TNS has already attempted to deploy this logic in its proposed reversed merger with Nuremberg-based GfK. Unfortunately, due to a hasty and somewhat botched public announcement last week, some of the benefits have been lost in the fine print. Certainly the message has come across that GfK-TNS will be the world’s second largest research business, but the accompanying cost reductions – now thought to be about £80m – were slow to recommend themselves. The least effect of Sorrell’s counter bid will be to put the GfK option under more rigorous scrutiny.
And here it could be found wanting. Both GfK and TNS are highly reputable companies, but their combination may be less than the sum of their parts. They are heavily focused on the mature and slow-growing Western European market, and correspondingly fairly underpowered in faster-paced emerging markets.

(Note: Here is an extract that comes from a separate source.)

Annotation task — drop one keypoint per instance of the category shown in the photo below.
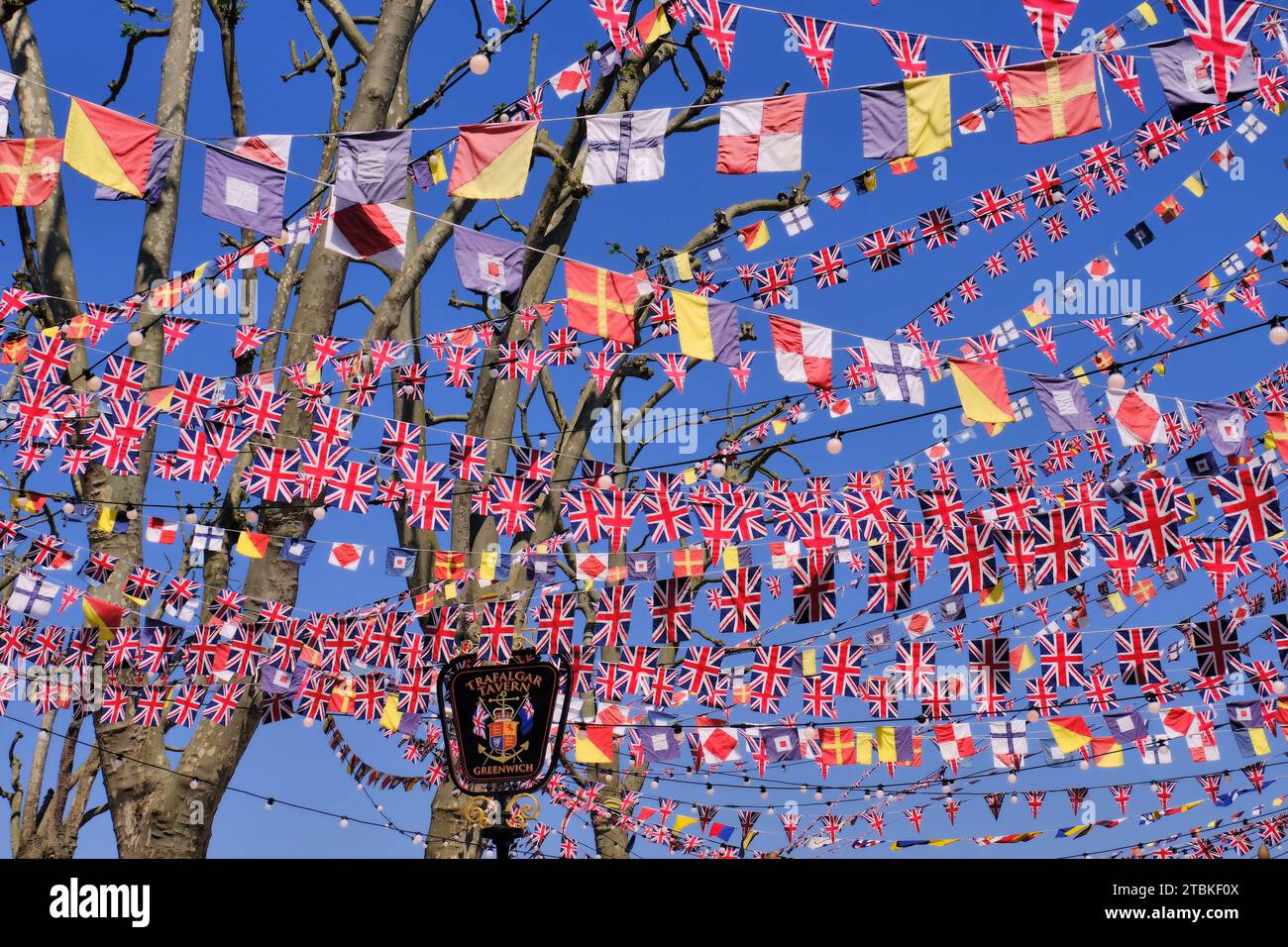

From that point of view Kantar, the research arm of WPP, looks a more complementary fit. WPP is strong in emerging markets and about one-third of its revenue comes from what it calls “measurable businesses” (digital as well as research). TNS may have to work hard to dispel the idea that the GfK deal really is superior, and not merely a cosy defensive alliance of greater benefit to its executives than its shareholders.
Then again, there is the money to consider. A 35% bid premium on the pre-GfK price – what Sorrell is offering – is not as generous as it at first sounds; but he can always come back with a better package.
And it is not only Sorrell that TNS has to worry about. Other bidders may be flushed out – such as Nielsen, the world’s largest research group. There’s even Aegis, which might see the acquisition of TNS as a means of diluting Vincent Bolloré’s “baneful” influence over the company.